Databricks
Stream data from your Monad pipeline into Databricks Delta Lake tables via Unity Catalog, with automatic table creation, schema inference, and gzip-compressed staging.
Overview
The Databricks output enables you to:
- Load data into Delta Lake tables with automatic schema inference
- Automatically create tables on first data load if they don't exist
- Stage compressed JSONL files via Unity Catalog Volumes for efficient bulk loading
- Authenticate using OAuth M2M (service principal)

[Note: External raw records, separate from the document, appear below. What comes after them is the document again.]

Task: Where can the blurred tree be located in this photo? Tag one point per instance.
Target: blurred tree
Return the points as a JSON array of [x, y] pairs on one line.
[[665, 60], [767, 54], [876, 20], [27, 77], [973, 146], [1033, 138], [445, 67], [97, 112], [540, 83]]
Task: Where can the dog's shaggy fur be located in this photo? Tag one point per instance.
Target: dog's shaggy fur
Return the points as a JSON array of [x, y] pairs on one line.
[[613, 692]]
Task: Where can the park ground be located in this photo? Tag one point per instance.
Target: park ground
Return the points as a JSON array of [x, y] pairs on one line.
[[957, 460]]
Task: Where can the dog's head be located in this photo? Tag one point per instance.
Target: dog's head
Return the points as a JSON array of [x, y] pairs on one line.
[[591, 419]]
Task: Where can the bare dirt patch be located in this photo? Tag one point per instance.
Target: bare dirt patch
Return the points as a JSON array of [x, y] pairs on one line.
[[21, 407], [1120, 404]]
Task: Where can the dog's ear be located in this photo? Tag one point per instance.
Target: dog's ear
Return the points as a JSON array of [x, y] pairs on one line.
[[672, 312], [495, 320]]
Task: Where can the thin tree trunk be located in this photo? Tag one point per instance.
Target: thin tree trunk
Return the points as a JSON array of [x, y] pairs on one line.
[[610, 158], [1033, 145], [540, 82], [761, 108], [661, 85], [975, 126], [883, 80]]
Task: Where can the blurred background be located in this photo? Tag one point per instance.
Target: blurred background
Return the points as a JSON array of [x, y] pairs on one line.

- Handle schema evolution with
mergeSchemasupport - Validate permissions during connection testing before any data is written
Requirements
- Databricks Workspace with Unity Catalog enabled
- SQL Warehouse running and accessible
- Catalog and Schema must already exist in your workspace
- Volume for staging files - Monad will create it if it doesn't exist
- Authentication credentials (see Authentication Methods)
Setting Up Permissions
The Databricks output requires the following permissions on the target schema. Grant them to your user or service principal:
-- Replace placeholders with your actual values
GRANT USE CATALOG ON CATALOG <your_catalog> TO `<principal>`;
GRANT USE SCHEMA ON SCHEMA <your_catalog>.<your_schema> TO `<principal>`;
GRANT CREATE TABLE ON SCHEMA <your_catalog>.<your_schema> TO `<principal>`;
GRANT SELECT ON SCHEMA <your_catalog>.<your_schema> TO `<principal>`;
GRANT MODIFY ON SCHEMA <your_catalog>.<your_schema> TO `<principal>`;
GRANT READ VOLUME, WRITE VOLUME ON VOLUME <your_catalog>.<your_schema>.<your_volume> TO `<principal>`;
GRANT CREATE VOLUME ON SCHEMA <your_catalog>.<your_schema> TO `<principal>`;
Where <principal> is: Your service principal application ID
Monad verifies all of these permissions during Test Connection and will report any missing grants.
Configuration
Settings
| Setting | Type | Required | Default | Description |
|---|---|---|---|---|
| Server Hostname | string | Yes | - | The Databricks workspace hostname (e.g. adb-1234567890.azuredatabricks.net) |
| HTTP Path | string | Yes | - | The SQL warehouse HTTP path from connection details (e.g. /sql/1.0/warehouses/abc123) |
| Catalog | string | Yes | - | The Unity Catalog name |
| Schema | string | Yes | - | The target schema within the catalog |
| Table | string | Yes | - | The target Delta table name. Created automatically if it doesn't exist |
| Volume | string | Yes | - | The Unity Catalog Volume used for staging JSONL files before loading |
| Batch Config | object | No | See below | Batching configuration |
Batch Configuration
Defaults are tuned for bulk COPY INTO throughput -- larger batches mean fewer load operations.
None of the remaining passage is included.